We end up having to go upstairs for a seat. Sorcha’s got her determined face on – “Non timebo mala,” as the nuns out in Goatstown used to say – while Honor has a look of disgust on her face, like she ordered duck liver parfait and got Pedigree Chum.

“Someone’s wearing Adidas aftershave,” she goes – this is at, like, the top of her voice? “Oh my God – dange!” I’m there, “Er, you should possibly keep your voice down, Honor.” She goes, “Okay – look at that man’s hands! So we’re hanging out with people who tattoo their emotions on to their knuckles now, are we? Hashtag – great parenting!”

I turn to Sorcha and I go, “I’m not sure this was such a good idea.” Sorcha goes, “She’s been living in a little fantasy world, Ross. It’s about time she saw life outside of it.” I just stare out the window and watch Stillorgan zip by.

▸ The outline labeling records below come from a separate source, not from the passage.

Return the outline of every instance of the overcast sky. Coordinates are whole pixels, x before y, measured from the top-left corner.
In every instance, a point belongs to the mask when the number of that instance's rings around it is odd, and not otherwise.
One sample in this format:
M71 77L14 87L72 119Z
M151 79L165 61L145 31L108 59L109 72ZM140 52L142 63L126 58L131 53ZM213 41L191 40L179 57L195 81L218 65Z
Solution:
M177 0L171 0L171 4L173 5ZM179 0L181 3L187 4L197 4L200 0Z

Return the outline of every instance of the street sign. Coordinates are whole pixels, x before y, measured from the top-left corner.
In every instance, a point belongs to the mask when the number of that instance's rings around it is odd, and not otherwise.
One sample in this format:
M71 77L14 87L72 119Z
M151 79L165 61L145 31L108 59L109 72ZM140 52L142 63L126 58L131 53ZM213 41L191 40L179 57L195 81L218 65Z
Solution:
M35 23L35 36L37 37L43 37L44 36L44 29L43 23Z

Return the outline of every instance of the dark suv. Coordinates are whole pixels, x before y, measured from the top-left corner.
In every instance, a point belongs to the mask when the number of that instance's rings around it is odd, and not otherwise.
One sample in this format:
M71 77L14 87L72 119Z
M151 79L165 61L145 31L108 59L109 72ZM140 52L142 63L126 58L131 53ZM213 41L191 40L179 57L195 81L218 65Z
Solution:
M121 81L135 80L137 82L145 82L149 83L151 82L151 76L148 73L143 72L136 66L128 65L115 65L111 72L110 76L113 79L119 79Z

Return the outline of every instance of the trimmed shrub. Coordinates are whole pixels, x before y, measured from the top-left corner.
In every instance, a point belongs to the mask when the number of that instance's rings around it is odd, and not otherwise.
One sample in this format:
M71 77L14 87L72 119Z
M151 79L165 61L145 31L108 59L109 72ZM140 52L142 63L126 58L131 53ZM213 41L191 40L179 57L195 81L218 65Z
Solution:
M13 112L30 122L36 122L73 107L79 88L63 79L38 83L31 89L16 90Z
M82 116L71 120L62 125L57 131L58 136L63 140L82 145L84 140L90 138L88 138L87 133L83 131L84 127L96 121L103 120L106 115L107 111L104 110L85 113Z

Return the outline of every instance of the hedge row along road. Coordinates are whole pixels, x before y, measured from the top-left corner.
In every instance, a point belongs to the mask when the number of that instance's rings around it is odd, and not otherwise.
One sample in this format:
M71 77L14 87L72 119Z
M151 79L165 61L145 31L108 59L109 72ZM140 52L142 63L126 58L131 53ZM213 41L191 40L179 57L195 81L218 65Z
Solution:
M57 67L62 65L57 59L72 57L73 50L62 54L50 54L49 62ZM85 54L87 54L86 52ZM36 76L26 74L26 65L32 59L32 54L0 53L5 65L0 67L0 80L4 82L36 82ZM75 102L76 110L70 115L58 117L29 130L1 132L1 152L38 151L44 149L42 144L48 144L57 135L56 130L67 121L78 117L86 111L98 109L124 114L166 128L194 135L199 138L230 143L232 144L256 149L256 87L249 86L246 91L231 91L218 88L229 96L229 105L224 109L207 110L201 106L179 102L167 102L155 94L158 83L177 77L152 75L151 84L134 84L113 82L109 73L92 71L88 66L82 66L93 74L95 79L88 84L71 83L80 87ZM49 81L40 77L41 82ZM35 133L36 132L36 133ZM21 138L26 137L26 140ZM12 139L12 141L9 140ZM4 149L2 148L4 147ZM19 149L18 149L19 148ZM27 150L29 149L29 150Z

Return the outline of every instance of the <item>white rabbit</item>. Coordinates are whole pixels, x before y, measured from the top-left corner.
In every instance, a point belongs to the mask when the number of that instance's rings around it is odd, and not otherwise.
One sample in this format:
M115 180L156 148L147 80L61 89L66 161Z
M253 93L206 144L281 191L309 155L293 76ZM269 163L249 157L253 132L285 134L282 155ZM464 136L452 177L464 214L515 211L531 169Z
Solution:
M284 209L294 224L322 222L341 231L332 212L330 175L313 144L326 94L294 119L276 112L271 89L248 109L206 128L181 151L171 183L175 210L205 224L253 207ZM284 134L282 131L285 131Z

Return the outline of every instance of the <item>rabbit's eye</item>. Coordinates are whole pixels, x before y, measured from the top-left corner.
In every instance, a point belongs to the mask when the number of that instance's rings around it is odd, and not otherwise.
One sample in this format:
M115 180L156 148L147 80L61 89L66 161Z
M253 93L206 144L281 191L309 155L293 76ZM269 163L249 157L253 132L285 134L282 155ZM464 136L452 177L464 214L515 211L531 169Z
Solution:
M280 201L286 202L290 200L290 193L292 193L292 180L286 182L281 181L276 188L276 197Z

“Oh my God,” Honor suddenly goes – this is as we’re passing UCD, “even listen to the way they speak! If I end up with a Dublin accent, I’m actually going to sue the two of you!”

This continues for another few stops, until eventually the woman sitting directly in front of us turns around and goes, “I’m sorry, do you have any control over what comes out of your daughter’s mouth?” I’m like, “Very little,” because I find if you’re straight with people, they might end up even feeling sorry for you. I mean, we have to actually live with this girl? Except Sorcha takes immediate offence. She’s all, “Excuse me?” flexing her neck like she’s Kelly Rowland.

“Your daughter,” the woman goes, “is a horrible, obnoxious little madam.” I actually think that’s a pretty spot-on analysis. She’s calling it, in fairness to her – that’s something I’ve always respected. But Sorcha’s on the straight away defensive.

She’s there, “What business is it of yours anyway?” You can see where Honor gets her tude from.

The woman’s like, “This was a happy, peaceful bus journey until you walked on,” and then, roysh, all of a sudden there’s, like, a cheer from all the other – you’d have to say – commuters? You know that moment when you suddenly realise that you’ve lost the room?

It’s the dude with the Love Hate knuckles who storts the chant. It’s like, “Off! Off! Off!” and soon everyone on the entire upper deck is, like, chanting it. “Off! Off! Off!”

The driver pulls in at Donnybrook and comes upstairs. He doesn’t even ask what’s going on. He just points at us and goes, “Off!”

There’s, like, a huge roar from everyone as we stand up and take the walk of shame downstairs. Sorcha’s in, like, tears. Even I’m a bit embarrassed, it has to be said.

Honor’s delighted. This is what she wanted, of course. “Oh my God!” she goes, as she steps off the bus. “Hilare! Now let’s get a taxi. Not that one, though. I’m not getting into a Hyundai.”